Divide using synthetic division $$ ( 2x^{4}+23x^{3}+60x^{2}-125x-500 ) \div ( x+4 ) $$
Answer
The synthetic division table is:
$$ \begin{array}{c|rrrrr}-4&2&23&60&-125&-500\\& & -8& -60& 0& \color{black}{500} \\ \hline &\color{blue}{2}&\color{blue}{15}&\color{blue}{0}&\color{blue}{-125}&\color{orangered}{0} \end{array} $$The solution is:
$$ \frac{ 2x^{4}+23x^{3}+60x^{2}-125x-500 }{ x+4 } = \color{blue}{2x^{3}+15x^{2}-125} $$Explanation
Step 1 : Write down the coefficients of the dividend into division table. Put the zero from $ x + 4 = 0 $ ( $ x = \color{blue}{ -4 } $ ) at the left.

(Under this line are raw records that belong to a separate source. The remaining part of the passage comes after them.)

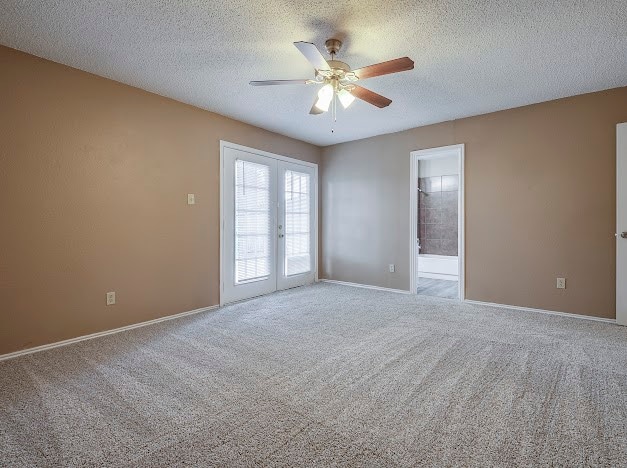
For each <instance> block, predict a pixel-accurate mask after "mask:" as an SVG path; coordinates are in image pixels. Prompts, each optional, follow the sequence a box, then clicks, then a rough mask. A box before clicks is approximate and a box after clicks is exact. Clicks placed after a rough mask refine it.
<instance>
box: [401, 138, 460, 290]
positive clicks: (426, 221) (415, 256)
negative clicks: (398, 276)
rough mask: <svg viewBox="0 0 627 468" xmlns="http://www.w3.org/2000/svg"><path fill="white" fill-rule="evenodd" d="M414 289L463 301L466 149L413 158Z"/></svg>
mask: <svg viewBox="0 0 627 468" xmlns="http://www.w3.org/2000/svg"><path fill="white" fill-rule="evenodd" d="M410 173H411V185H410V187H411V191H410V196H411V201H410V210H411V211H410V219H411V222H410V255H411V260H410V265H411V267H410V272H411V278H410V284H411V291H412V293H414V294H419V295H424V296H434V297H441V298H446V299H457V300H463V299H464V291H465V288H464V271H465V270H464V145H453V146H445V147H440V148H432V149H426V150H420V151H413V152H412V153H411V170H410Z"/></svg>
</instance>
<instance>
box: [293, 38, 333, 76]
mask: <svg viewBox="0 0 627 468" xmlns="http://www.w3.org/2000/svg"><path fill="white" fill-rule="evenodd" d="M294 45H295V46H296V48H297V49H298V50H300V53H301V54H303V55H304V56H305V58H306V59H307V60H309V63H311V64H312V65H313V66H314V68H315V69H316V70H331V67H329V64H328V63H327V61H326V60H325V59H324V57H323V56H322V54H321V53H320V51H319V50H318V48H317V47H316V46H315V45H314V44H312V43H311V42H303V41H300V42H294Z"/></svg>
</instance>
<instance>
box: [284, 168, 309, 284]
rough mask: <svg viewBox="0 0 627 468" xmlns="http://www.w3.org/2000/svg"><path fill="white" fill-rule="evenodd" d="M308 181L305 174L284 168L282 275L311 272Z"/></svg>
mask: <svg viewBox="0 0 627 468" xmlns="http://www.w3.org/2000/svg"><path fill="white" fill-rule="evenodd" d="M310 197H311V180H310V176H309V174H305V173H302V172H295V171H289V170H288V171H285V274H286V275H287V276H290V275H297V274H300V273H306V272H308V271H311V246H310V238H311V223H310V217H311V213H310V209H309V207H310Z"/></svg>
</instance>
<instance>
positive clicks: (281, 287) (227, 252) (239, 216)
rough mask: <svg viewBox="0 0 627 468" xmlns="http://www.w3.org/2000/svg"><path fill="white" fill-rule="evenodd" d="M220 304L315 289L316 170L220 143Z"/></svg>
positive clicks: (294, 162)
mask: <svg viewBox="0 0 627 468" xmlns="http://www.w3.org/2000/svg"><path fill="white" fill-rule="evenodd" d="M220 149H221V151H220V154H221V171H220V173H221V181H220V185H221V191H220V193H221V202H220V206H221V227H222V229H221V236H220V237H221V241H220V262H221V268H220V270H221V274H222V278H221V280H222V281H221V294H220V304H226V303H229V302H235V301H239V300H243V299H248V298H251V297H255V296H260V295H263V294H268V293H271V292H274V291H276V290H282V289H288V288H293V287H296V286H302V285H305V284H310V283H313V282H314V281H315V280H316V270H317V268H316V267H317V261H316V259H317V253H316V252H317V249H316V246H317V229H316V227H317V216H316V208H317V203H316V200H317V179H318V177H317V165H315V164H312V163H307V162H304V161H299V160H295V159H292V158H287V157H284V156H279V155H274V154H271V153H266V152H263V151H258V150H255V149H252V148H246V147H243V146H239V145H235V144H232V143H227V142H221V148H220Z"/></svg>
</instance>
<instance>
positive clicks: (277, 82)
mask: <svg viewBox="0 0 627 468" xmlns="http://www.w3.org/2000/svg"><path fill="white" fill-rule="evenodd" d="M310 81H311V80H266V81H251V82H250V83H249V84H250V85H251V86H272V85H278V84H309V82H310Z"/></svg>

$$ \begin{array}{c|rrrrr}\color{blue}{-4}&2&23&60&-125&-500\\& & & & & \\ \hline &&&&& \end{array} $$Step 1 : Bring down the leading coefficient to the bottom row.

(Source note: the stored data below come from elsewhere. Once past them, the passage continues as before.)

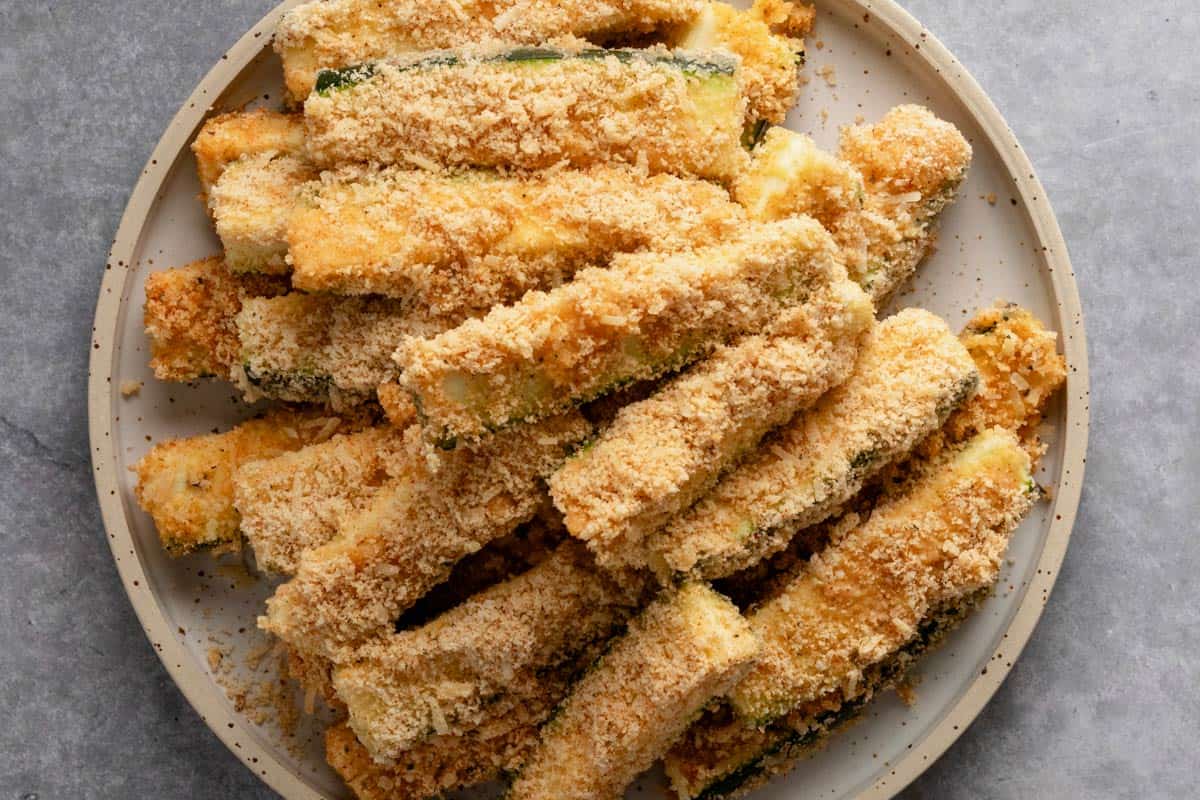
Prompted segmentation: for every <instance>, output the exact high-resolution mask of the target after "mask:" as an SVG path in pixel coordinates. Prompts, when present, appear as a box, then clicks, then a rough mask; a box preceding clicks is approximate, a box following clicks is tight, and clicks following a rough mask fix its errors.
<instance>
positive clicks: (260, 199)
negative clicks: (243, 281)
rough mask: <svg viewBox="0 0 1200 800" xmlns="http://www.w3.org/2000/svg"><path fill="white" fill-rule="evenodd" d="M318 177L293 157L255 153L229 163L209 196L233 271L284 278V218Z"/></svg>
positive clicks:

$$ \begin{array}{c|rrrrr}-4&\color{orangered}{ 2 }&23&60&-125&-500\\& & & & & \\ \hline &\color{orangered}{2}&&&& \end{array} $$Step 2 : Multiply by the number on the left, and carry the result into the next column: $ \color{blue}{ -4 } \cdot \color{blue}{ 2 } = \color{blue}{ -8 } $.
$$ \begin{array}{c|rrrrr}\color{blue}{-4}&2&23&60&-125&-500\\& & \color{blue}{-8} & & & \\ \hline &\color{blue}{2}&&&& \end{array} $$Step 3 : Add down last column: $ \color{orangered}{ 23 } + \color{orangered}{ \left( -8 \right) } = \color{orangered}{ 15 } $
$$ \begin{array}{c|rrrrr}-4&2&\color{orangered}{ 23 }&60&-125&-500\\& & \color{orangered}{-8} & & & \\ \hline &2&\color{orangered}{15}&&& \end{array} $$Step 4 : Multiply by the number on the left, and carry the result into the next column: $ \color{blue}{ -4 } \cdot \color{blue}{ 15 } = \color{blue}{ -60 } $.
$$ \begin{array}{c|rrrrr}\color{blue}{-4}&2&23&60&-125&-500\\& & -8& \color{blue}{-60} & & \\ \hline &2&\color{blue}{15}&&& \end{array} $$Step 5 : Add down last column: $ \color{orangered}{ 60 } + \color{orangered}{ \left( -60 \right) } = \color{orangered}{ 0 } $
$$ \begin{array}{c|rrrrr}-4&2&23&\color{orangered}{ 60 }&-125&-500\\& & -8& \color{orangered}{-60} & & \\ \hline &2&15&\color{orangered}{0}&& \end{array} $$Step 6 : Multiply by the number on the left, and carry the result into the next column: $ \color{blue}{ -4 } \cdot \color{blue}{ 0 } = \color{blue}{ 0 } $.
$$ \begin{array}{c|rrrrr}\color{blue}{-4}&2&23&60&-125&-500\\& & -8& -60& \color{blue}{0} & \\ \hline &2&15&\color{blue}{0}&& \end{array} $$Step 7 : Add down last column: $ \color{orangered}{ -125 } + \color{orangered}{ 0 } = \color{orangered}{ -125 } $
$$ \begin{array}{c|rrrrr}-4&2&23&60&\color{orangered}{ -125 }&-500\\& & -8& -60& \color{orangered}{0} & \\ \hline &2&15&0&\color{orangered}{-125}& \end{array} $$Step 8 : Multiply by the number on the left, and carry the result into the next column: $ \color{blue}{ -4 } \cdot \color{blue}{ \left( -125 \right) } = \color{blue}{ 500 } $.
$$ \begin{array}{c|rrrrr}\color{blue}{-4}&2&23&60&-125&-500\\& & -8& -60& 0& \color{blue}{500} \\ \hline &2&15&0&\color{blue}{-125}& \end{array} $$Step 9 : Add down last column: $ \color{orangered}{ -500 } + \color{orangered}{ 500 } = \color{orangered}{ 0 } $
$$ \begin{array}{c|rrrrr}-4&2&23&60&-125&\color{orangered}{ -500 }\\& & -8& -60& 0& \color{orangered}{500} \\ \hline &\color{blue}{2}&\color{blue}{15}&\color{blue}{0}&\color{blue}{-125}&\color{orangered}{0} \end{array} $$Bottom line represents the quotient $ \color{blue}{ 2x^{3}+15x^{2}-125 } $ with a remainder of $ \color{red}{ 0 } $.